Aunque también resulta necesario, en esa mezcla, un político de marcada debilidad psicológica, repleto de inseguridades personales, y una ausencia de grandeza que hace posible que el contexto le haga creer de su endiosamiento.

Hasta aquí sería solo una cuestión de decisiones personales, de caprichos casi infantiles, sostenidos por cuestiones más profundas, propias de los intereses más mezquinos, muy del mundo de los adultos.

La voluntad férrea de los políticos por quedarse, precisa de múltiples instrumentos, y en esto el arsenal es variado y diverso.

Para que un personaje que gobierna pueda ser derrotado en un proceso electoral debe tener un contrincante capaz de darle esa pelea en las urnas. Recorriendo imaginariamente a los dirigentes de unos y otros partidos, cuando no a figuras públicas con interés en participar se podrán encontrar posibilidades más o menos interesantes.

Siempre podrá aparecer un candidato con mejor discurso, más carismático y preparado, menos contaminado, que genere entusiasmo o que simplemente parezca con las condiciones adecuadas para lograr un triunfo frente al gobernante de turno. Pero existe un terreno en el que la competencia electoral se torna inmoral, perversa y claramente monopólica.

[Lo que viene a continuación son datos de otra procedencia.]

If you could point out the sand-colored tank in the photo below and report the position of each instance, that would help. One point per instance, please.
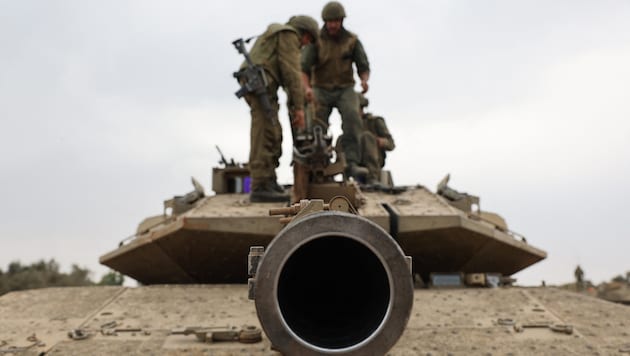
(204, 239)
(344, 270)
(333, 272)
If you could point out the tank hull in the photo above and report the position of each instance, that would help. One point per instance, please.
(209, 243)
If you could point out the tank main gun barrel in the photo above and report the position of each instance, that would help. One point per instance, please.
(332, 283)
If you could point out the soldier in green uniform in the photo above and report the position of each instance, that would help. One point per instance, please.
(277, 50)
(328, 78)
(375, 142)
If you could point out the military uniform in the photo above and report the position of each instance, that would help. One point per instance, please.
(329, 66)
(373, 156)
(278, 52)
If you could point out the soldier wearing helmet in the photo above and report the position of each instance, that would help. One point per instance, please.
(277, 50)
(328, 78)
(375, 140)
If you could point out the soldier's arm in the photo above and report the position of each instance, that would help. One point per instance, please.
(307, 61)
(386, 141)
(289, 67)
(363, 65)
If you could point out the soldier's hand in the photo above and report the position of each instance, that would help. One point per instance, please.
(308, 93)
(364, 86)
(298, 121)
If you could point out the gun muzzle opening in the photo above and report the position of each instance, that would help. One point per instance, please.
(333, 283)
(333, 292)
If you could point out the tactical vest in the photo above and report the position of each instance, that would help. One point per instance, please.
(334, 61)
(264, 51)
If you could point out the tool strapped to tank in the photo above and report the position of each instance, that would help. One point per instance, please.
(253, 80)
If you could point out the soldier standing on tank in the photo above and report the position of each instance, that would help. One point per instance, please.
(277, 50)
(329, 79)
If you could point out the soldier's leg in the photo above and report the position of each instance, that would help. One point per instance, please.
(351, 125)
(324, 102)
(265, 142)
(370, 156)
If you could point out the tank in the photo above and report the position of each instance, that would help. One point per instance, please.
(342, 269)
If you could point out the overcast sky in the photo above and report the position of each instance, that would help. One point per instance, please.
(108, 108)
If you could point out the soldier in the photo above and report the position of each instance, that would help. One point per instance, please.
(277, 50)
(329, 79)
(375, 141)
(579, 278)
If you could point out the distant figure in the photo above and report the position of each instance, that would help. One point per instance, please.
(328, 77)
(579, 278)
(277, 50)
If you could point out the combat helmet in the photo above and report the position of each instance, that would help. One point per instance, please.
(305, 23)
(333, 11)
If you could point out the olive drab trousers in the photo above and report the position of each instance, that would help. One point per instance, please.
(265, 138)
(347, 102)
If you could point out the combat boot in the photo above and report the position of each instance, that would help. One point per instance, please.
(267, 193)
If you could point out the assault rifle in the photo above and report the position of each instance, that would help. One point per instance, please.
(253, 80)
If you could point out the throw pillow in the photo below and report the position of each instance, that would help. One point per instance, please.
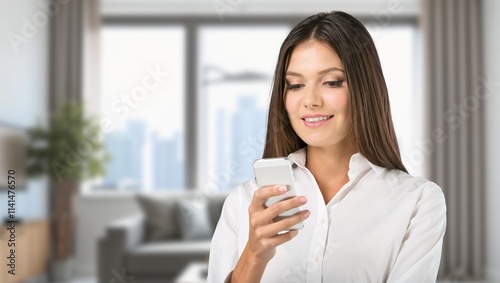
(160, 216)
(194, 220)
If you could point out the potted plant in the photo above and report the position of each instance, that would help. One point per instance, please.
(68, 151)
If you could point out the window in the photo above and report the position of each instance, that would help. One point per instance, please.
(235, 85)
(144, 94)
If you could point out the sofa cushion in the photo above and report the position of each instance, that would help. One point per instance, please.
(166, 258)
(194, 219)
(161, 218)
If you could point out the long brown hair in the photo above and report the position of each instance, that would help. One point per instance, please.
(373, 130)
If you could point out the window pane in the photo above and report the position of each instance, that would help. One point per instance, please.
(143, 98)
(236, 67)
(397, 48)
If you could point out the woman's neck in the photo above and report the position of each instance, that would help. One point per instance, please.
(329, 167)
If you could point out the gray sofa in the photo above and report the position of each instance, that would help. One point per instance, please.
(138, 249)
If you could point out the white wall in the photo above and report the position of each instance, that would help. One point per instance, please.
(240, 7)
(491, 47)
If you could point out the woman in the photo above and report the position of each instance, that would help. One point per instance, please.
(365, 218)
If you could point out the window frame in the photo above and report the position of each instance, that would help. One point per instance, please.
(191, 24)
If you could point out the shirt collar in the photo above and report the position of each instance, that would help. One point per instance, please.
(357, 164)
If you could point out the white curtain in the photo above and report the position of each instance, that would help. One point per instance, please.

Todos lo saben en la política, propios y extraños. Se trata del uso de la “caja” oficial para hacer campaña, para la propaganda, para hacer apología de la gestión e imagen del personaje que gobierna.

El candidato decidido a dar la batalla en los comicios no solo debe reunir requisitos que lo muestren como mejor que su rival, sino reunir los fondos para financiar su estrategia política, su campaña y el acto electoral.

Ahora cuando el candidato oficial cuenta con la caja del Estado, en cualquiera de sus formas, y la usa como si fuera de su uso personal, estamos frente a un evidente atropello, un verdadero abuso de autoridad, que hasta puede rozar lo delictual cuando se apropia de los recursos de todos.

Es que utilizar el dinero de los contribuyentes para hacer campaña de un sector político es, a todas luces, una inmoralidad y habla a las claras del escaso espíritu democrático de quien apela a este instrumento.

Muchos candidatos, políticamente viables, quedan en el camino solo porque deben conseguir gente que los acompañe económicamente con recursos propios para competir contra el abrumador e inagotable aparato estatal que distribuye dinero obscenamente y a cara descubierta.

El oficialismo lo hace de modo burdo, sin ningún tipo de pruritos, sin mediar escrúpulo alguno. Usan la caja como propia, desde vehículos oficiales, hasta choferes que los trasladan que cobran sueldos estatales, combustible y mantenimiento a cargo del fisco por solo citar el más elemental de los umbrales que se sobrepasa sin mediar explicación alguna.

Abundan ejemplos en esta línea. Puestos públicos que se conceden, contratos por abultadas cifras, favores políticos, cuando no la consabida y demasiado frecuente corrupción descarada que reúne recursos estatales para financiar la política.

Y es que muchos, en la corporación política no lo denuncian, porque son parte de lo mismo. Lo hicieron en el pasado, lo hacen en el presente desde sus puestos de funcionarios menores, o bien ocupando puestos legislativos con idénticas conductas, y no descartan hacerlo en el futuro.

No sea cosa que un resultado electoral favorable los coloque del otro lado del mostrador y necesiten de esas mismas condiciones para sostenerse en el poder.

En estos casos la casta política se comporta como una corporación, con complicidades, códigos y silencios sin distinción de colores ni partidos.

Es el juego que pretenden, ser pocos, los mismos de siempre en lo posible, y que los que aterricen de afuera del sistema deban integrarse a esta modalidad y someterse a sus arbitrios.

Esta regla no cambiará jamás. El financiamiento de la política seguirá por sus mismos carriles, porque los políticos del sistema, son los beneficiarios directos de estos saqueos que conjugan despilfarro de dineros públicos con actos cuasi delictivos.

Ellos no tienen interés en que cambie la situación. Prefieren que esta dinámica sea la misma y plantearse disputas menores en la tribu, entre pocos, entre ellos.

Por eso los que vienen de afuera no son bienvenidos. No sea que alguno de ellos, se anime a terminar con el festival y extermine esta fórmula que encontraron hace tiempo y que les sirve como la receta para permanecer.